The percentage of women board members at Penn and several affiliated hospitals falls below average of the top largest healthcare and higher educational institutions in Philadelphia, a recent study reported.
The report titled "The Gender Gap in Nonprofit Boardrooms" was released on Oct. 4 by the Nonprofit Center at La Salle University's School of Business and the Women's Nonprofit Leadership Initiative, which is a of group of Philadelphia area women leaders focusing on increasing diversity in the nonprofit sector, according to the group's website.
The study surveyed the percentage of women on non-profit boards for the 50 largest hospitals and universities in the greater Philadelphia region.
The study reported the University's board is 28.6% female which is 4% below the average and places Penn 14th out of the 25 surveyed higher educational institutions. This percentage falls behind neighboring universities such as Haverford College, Swarthmore College, and the University of Delaware.

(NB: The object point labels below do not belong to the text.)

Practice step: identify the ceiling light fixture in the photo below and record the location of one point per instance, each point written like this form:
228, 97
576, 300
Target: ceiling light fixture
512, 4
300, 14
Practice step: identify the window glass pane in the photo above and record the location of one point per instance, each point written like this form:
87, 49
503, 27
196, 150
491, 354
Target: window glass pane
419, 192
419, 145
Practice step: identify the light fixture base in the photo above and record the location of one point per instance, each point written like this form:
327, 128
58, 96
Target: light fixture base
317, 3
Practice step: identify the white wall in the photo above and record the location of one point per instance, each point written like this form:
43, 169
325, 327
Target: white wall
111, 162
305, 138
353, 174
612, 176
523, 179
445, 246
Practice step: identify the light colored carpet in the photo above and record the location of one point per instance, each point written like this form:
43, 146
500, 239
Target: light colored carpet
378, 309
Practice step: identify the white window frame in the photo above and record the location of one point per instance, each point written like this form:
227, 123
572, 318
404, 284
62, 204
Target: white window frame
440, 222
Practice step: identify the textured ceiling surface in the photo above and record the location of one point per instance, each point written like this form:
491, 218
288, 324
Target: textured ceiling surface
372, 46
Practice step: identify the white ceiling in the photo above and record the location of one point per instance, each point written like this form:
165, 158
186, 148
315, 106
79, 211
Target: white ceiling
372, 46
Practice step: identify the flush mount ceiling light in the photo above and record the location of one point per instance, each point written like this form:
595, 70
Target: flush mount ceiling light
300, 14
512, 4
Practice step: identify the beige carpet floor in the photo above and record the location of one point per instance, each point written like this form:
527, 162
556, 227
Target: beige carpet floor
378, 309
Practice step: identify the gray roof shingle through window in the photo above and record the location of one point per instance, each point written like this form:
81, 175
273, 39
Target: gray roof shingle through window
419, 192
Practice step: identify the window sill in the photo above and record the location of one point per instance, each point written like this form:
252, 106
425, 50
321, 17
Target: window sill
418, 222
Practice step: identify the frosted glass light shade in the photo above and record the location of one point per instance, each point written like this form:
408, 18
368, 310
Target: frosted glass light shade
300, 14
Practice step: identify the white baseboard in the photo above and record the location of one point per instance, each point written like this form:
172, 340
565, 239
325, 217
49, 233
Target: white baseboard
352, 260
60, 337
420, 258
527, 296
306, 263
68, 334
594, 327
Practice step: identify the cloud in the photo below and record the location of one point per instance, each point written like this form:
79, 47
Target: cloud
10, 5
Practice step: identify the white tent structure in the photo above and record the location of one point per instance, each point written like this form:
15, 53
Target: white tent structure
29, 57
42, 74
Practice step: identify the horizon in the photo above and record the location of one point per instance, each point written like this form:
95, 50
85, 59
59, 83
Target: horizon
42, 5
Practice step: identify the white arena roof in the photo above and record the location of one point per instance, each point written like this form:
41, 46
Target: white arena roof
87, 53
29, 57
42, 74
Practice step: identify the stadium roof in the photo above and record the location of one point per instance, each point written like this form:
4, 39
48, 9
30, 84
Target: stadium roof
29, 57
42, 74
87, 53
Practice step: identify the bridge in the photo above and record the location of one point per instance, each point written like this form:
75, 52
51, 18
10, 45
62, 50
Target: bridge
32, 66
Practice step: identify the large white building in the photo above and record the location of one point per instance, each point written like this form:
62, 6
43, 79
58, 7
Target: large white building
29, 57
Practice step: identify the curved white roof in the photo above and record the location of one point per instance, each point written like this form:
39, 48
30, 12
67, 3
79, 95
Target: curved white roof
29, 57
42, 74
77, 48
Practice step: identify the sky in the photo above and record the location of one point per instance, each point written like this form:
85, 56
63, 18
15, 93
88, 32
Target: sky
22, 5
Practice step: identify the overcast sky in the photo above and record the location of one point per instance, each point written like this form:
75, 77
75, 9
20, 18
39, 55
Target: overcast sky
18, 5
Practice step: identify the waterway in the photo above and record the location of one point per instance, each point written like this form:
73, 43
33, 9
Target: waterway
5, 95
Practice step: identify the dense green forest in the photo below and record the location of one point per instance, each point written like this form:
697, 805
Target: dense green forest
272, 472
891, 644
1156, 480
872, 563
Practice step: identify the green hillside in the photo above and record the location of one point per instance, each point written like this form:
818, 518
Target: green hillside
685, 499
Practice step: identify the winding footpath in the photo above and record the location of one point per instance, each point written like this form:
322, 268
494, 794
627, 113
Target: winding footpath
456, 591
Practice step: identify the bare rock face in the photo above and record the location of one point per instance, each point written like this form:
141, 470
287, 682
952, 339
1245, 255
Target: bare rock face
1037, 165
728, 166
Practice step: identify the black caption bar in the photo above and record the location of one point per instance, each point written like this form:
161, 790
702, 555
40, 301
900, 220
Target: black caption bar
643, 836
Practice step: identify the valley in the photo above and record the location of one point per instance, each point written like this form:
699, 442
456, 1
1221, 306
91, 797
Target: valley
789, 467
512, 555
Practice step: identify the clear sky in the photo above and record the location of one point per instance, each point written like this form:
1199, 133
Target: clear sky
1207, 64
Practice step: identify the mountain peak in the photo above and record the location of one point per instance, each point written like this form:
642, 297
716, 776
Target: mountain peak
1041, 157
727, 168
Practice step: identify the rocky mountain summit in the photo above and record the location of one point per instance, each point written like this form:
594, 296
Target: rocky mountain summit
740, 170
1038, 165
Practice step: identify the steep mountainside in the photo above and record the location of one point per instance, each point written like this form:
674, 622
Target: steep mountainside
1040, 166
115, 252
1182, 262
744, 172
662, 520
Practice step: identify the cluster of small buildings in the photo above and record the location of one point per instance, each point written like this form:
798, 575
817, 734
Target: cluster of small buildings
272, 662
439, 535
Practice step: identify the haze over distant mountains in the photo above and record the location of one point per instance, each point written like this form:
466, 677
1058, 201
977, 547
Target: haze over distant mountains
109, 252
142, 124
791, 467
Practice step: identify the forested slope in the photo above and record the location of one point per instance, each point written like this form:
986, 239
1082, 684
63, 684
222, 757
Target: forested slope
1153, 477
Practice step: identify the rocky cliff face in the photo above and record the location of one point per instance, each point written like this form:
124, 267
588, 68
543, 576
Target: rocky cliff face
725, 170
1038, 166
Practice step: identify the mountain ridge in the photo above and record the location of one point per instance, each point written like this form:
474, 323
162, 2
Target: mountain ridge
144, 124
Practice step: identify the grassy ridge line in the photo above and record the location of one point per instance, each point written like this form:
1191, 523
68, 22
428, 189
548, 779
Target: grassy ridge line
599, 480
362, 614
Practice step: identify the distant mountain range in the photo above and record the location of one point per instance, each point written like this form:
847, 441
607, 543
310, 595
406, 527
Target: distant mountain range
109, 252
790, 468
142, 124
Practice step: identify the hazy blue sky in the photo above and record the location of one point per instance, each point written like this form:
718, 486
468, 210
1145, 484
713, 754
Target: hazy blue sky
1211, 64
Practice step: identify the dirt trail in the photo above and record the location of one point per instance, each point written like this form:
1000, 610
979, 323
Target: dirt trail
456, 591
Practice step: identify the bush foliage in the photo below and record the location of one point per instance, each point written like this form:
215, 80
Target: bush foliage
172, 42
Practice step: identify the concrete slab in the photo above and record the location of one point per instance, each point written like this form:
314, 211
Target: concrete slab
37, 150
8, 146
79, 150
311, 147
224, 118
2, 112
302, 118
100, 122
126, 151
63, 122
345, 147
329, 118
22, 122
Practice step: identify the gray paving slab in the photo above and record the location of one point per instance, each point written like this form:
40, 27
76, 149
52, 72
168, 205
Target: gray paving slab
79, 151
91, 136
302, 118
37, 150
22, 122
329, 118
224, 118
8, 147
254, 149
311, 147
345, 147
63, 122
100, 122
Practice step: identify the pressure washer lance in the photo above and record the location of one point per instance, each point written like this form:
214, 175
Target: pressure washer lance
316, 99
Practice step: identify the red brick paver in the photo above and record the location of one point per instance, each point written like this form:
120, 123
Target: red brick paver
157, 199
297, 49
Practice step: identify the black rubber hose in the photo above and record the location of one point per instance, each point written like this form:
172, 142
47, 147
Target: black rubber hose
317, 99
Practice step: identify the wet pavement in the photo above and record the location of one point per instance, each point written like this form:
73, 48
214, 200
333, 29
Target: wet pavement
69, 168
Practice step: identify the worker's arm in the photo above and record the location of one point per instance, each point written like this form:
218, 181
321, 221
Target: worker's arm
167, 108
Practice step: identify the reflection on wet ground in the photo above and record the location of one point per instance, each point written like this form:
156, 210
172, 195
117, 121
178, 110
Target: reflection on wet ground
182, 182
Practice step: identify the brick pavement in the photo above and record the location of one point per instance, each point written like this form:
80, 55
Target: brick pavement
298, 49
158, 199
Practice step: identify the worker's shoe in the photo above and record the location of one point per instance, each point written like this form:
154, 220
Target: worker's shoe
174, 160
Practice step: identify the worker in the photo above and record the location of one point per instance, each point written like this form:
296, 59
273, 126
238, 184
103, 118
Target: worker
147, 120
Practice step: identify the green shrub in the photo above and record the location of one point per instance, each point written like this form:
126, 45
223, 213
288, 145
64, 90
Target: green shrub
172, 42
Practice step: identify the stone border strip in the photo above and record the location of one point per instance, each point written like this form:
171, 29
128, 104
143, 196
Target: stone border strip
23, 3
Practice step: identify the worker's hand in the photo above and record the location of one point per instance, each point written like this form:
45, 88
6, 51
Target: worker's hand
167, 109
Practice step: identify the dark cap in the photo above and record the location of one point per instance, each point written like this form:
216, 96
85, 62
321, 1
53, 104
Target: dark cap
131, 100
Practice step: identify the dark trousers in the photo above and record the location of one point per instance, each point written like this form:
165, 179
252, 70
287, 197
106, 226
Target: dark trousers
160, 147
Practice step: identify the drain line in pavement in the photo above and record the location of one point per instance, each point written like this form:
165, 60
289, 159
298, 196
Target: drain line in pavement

Both Children's Hospital of Pennsylvania and Pennsylvania Hospital, which is affiliated with the University of Pennsylvania Health system, had statistics below the average of 28% women on health care institution boards, with 23.5% and 27.3%, respectively. These percentages placed Pennsylvania Hospital at 14th and CHOP at 17th out of the 25 health care institutions surveyed. However, Penn Presbyterian Medical Center, which is also under Penn's health system, came in above average at 30%.
Twenty-seven out of the 50 failed to meet the 30% gender inclusivity minimum called for by the Pennsylvania House of Representatives, according to the study.
Four of the 25 higher educational institutions and one of the 25 health care institutions surveyed met or exceeded 50% women on board, The Philadelphia Inquirer reported. These institutions were founded for women, such as Bryn Mawr College and Arcadia University.
Women comprise 56% of the total student population of greater Philadelphia and 65% of the workforce in the city's healthcare institutions, Generocity reported. However, women are consistently confined to the minority in the non-profit boards that govern these fields, the research study concluded.